荒い呼吸を整えながら沖田が毒を吐く。どうやら本当に急いで来たようで、その額には汗がじんわりと浮かんでいた。神楽は暫し呆然とその姿を凝視していたが、しばらくしてハッと我に返る。


「……お前っ……何でこんなところにいるアルカ!入院してるくせに!」

「いやー、心配だったんでつい」

「バカか!お前はバカか!」

「いってえ!テメー怪我人を叩くんじゃねえや!!」


山道のど真ん中で二人がギャアギャアと言い争っていると、不意に神楽が沖田の手をぎゅっと握った。沖田はぴたりと動きを止め、神楽の顔を覗き込む。


「……どうした?」

「……」


黙り込む神楽。その手は小さく震えていて、神楽の姿がいつもに増して弱々しく見える。


「……あいつに、何かされたか?」

「……違う、違うネ……違うけど……」


ガタガタと震える体が何を示しているのか、沖田には分からなかった。何かを伝えようとしている神楽の、伝えたいものが理解できない。それが非常にもどかしく感じる。
そしてその小さな弱々しい神楽の背中に腕を回そうとしたとき、沖田は背後から放たれる殺気を瞬時に感知した。


「チャイナ!」

「!」


即座に神楽を抱き抱えて地面を蹴る。その瞬間、ドォン!という激しい音と共に今まで沖田がいた場所にはポッカリと穴が空いていた。


「……蹴り一発がなんつー破壊力してやがんでィ、あの化け物」

「おっと、俺としたことが外しちゃったみたいだね。残念」


くすくすと神威が笑う。その視線はまっすぐと沖田を見つめていた。


「やっぱり来たんだ、沖田くん」

「……そりゃあ、あんな挑戦的な手紙もらっちまったんでねィ」

「君にまた会える日を楽しみにしてたよ。

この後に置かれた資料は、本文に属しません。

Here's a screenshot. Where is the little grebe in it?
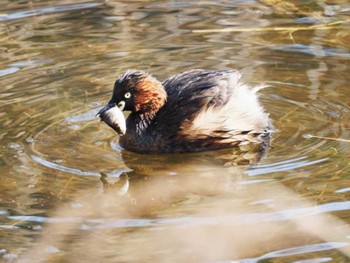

一体どんな風に痛め付けてやろうかなって考えてたんだ」

「それはお互い様でさァ。俺もオメーをどうやってぶっ殺そうか考えてた」


じりじりと睨み合う二人。その様子を神楽は切なげに見つめる。


(……神威)


言い様のない感情が蔓延って、神楽はぎゅっと拳を握り締めた。
崖から落ちたあの日、すべてが変わったあの日、彼に何が起こったのだろう。

あの日に還って見れば、分かるのかな。

神楽はぎゅっと握っていた拳を解き、瞬時に沖田の腕を引いて走り出した。


「っおい、チャイナ!?」


沖田の呼ぶ声も無視して神楽は走る。上へ、上へ、上へ。山道をどんどん駆け登った。
神威は楽しげな笑みをこぼし、それを追いかけて行く。


「おい、チャイナ!いきなりどうしたんでィ!」

「……沖田」


大して高くはない裏山の頂上付近にたどり着き、神楽は振り向いた。目の前には崖があるだけで、道はもう見当たらない。
冷たい雨に打たれながら、神楽は沖田の肩をしっかりと掴む。


「……今から、私がやることに何も口を出さないで欲しいアル」

「……は?」

「……大丈夫だから。絶対大丈夫だから、沖田は心配しないで」


神楽は笑った。


「これは私たちの問題だから、私がけりをつけるネ」


そこまで言ったとき、もうひとつの足音がその場に響く。神威は楽しそうに笑いながら二人に近付いた。


「もう逃げ場はないね」

「……神威」


徐々に近寄ってくる神威の腹部からはまだ血が溢れだしている。神楽は息を大きく吸いこみ、崖っぷちに向かって一歩一歩後退した。
その行動に神威が眉をひそめる。


「……神楽?」

「……神威、私が昔言ったこと覚えてるアルカ?」

「神楽、どこ行くの?」

「神威は、自分の手を汚れてるって言ってたヨネ」

「ねえ、こっちにおいでよ」

「でもネ、私は神威の手が好きだから、汚れててもいいアル」

「神楽!」


神威が叫んだとき、神楽がいる場所は崖っぷちスレスレだった。あと一歩後退すれば崖の下に真っ逆さまである。
沖田はそれを眺めながら息を飲んだ。しかし口を出すなと言われているため、今にも駆け出しそうになる自分の足を抑える。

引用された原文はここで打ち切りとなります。